Il Garante nazionale dei diritti delle persone private della libertà personale (Gnpl) segue “con attenzione” l’evolversi delle vicende giudiziarie riguardanti il carcere di Santa Maria Capua Vetere. “La diretta documentazione di comportamenti incompatibili con il fondamento democratico del nostro Paese e il rischio del diffondersi nel sentire comune di una concezione della pena detentiva in cui possano avere legittimità tali comportamenti rendono necessari interventi rapidi”. Innanzitutto, “l’assoluta intransigenza verso messaggi, anche indiretti, di sottovalutazione degli episodi, con il rischio di veicolare altrimenti una sensazione di impunità”. Al contrario, “la necessità di interventi che, al di là del piano penale, siano inequivocabili anche sul piano disciplinare”. Necessaria anche “la ridefinizione di una catena di trasmissione delle informazioni agli organi superiori tale da evitare in futuro che esponenti del Governo rispondano al Parlamento qualificando quale doverosa operazione di ripristino della legalità un’azione che la documentazione disponibile mostra chiaramente al di fuori di quanto il nostro ordinamento costituzionale possa accettare”.

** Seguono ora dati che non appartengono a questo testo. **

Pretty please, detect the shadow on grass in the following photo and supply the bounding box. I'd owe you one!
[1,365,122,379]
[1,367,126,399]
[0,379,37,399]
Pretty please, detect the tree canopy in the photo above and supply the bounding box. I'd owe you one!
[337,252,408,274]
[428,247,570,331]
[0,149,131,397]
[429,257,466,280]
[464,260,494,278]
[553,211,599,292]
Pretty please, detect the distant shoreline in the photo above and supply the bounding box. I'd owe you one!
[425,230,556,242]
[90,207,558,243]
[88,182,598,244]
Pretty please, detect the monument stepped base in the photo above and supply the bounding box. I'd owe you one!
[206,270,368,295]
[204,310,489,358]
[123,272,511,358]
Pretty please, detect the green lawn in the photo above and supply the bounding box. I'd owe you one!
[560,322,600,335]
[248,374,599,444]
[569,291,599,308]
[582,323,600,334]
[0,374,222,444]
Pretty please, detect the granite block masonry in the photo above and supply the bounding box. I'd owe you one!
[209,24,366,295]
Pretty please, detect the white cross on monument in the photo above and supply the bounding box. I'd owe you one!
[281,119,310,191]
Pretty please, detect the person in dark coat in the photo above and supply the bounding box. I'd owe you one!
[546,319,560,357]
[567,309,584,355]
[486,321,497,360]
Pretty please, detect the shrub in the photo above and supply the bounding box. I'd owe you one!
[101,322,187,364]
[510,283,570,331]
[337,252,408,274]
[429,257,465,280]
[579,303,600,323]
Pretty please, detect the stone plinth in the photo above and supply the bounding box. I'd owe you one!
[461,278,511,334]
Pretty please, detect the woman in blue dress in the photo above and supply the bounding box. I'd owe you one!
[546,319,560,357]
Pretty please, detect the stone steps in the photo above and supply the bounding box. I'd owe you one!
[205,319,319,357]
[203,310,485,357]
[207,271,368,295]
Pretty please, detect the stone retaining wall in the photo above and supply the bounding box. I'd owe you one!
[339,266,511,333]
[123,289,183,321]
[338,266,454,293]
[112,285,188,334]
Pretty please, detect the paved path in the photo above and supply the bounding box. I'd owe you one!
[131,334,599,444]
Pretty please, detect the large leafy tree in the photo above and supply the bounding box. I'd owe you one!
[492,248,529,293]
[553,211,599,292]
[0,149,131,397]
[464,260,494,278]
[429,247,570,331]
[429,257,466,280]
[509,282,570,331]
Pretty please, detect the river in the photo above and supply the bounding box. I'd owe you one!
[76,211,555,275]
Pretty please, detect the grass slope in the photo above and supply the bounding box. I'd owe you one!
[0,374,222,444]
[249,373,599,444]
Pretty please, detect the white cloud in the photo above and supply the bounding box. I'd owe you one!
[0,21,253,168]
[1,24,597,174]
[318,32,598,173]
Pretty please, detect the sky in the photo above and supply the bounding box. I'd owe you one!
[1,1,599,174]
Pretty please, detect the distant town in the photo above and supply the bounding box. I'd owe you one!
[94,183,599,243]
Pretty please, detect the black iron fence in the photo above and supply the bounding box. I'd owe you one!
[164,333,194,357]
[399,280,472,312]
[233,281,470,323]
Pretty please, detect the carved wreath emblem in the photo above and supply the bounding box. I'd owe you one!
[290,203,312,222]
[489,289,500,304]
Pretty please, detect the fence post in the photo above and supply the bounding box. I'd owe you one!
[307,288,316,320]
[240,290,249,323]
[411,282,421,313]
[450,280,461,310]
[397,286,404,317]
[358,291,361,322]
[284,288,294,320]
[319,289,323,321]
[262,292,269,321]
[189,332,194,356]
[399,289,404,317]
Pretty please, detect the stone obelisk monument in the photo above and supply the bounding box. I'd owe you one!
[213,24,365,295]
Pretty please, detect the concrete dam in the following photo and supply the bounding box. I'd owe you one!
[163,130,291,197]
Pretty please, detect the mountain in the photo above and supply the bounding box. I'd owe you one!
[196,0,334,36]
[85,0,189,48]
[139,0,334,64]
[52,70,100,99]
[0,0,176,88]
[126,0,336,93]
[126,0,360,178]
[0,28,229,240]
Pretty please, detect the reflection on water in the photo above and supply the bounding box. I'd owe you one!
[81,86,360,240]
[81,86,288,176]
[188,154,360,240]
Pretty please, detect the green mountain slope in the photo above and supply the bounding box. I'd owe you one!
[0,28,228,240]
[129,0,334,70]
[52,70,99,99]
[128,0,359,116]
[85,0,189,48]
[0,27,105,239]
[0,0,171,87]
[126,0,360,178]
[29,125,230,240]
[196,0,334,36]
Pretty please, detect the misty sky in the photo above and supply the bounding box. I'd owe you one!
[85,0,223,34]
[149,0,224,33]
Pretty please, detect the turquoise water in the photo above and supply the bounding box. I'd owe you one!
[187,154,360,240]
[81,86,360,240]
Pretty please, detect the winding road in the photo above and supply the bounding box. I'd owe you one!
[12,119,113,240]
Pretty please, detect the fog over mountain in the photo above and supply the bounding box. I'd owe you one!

Occorre poi ricostruire “un percorso condiviso dell’esecuzione penale e delle sue attuali criticità che valorizzi le professionalità esistenti e che rassicuri anche la comunità esterna, oggi frastornata e rischiosamente propensa a generalizzazioni ingiuste”.
Infine, occorre “un radicale intervento sui percorsi formativi, inziali e nel corso della carriera, che sappia estirpare quella cultura del branco che emerge troppo spesso e che si ritrova anche negli atti del provvedimento della Procura di Santa Maria Capua Vetere”. Su quest’ultimo tema il Garante nazionale ha da tempo condiviso “la necessità di intervenire sulla formazione in incontri con i vertici di tutte le Forze di Polizia”.
Il Garante nazionale ritiene che quanto avvenuto nell’Istituto di Santa Maria Capua Vetere, al di là degli esiti degli accertamenti dell’Autorità giudiziaria, così come evidenziato dalla documentazione agli atti, “rischi di generare più vittime: coloro che hanno visto calpestata la propria dignità e la propria integrità fisica e psichica; il Corpo di Polizia penitenziaria che certamente non merita di essere identificato nella sua totalità con tali comportamenti; il Paese stesso che vede anche aggredita la propria immagine democratica in ambito internazionale attraverso comportamenti di taluni che sono chiaramente dimentichi della funzione istituzionale loro affidata”.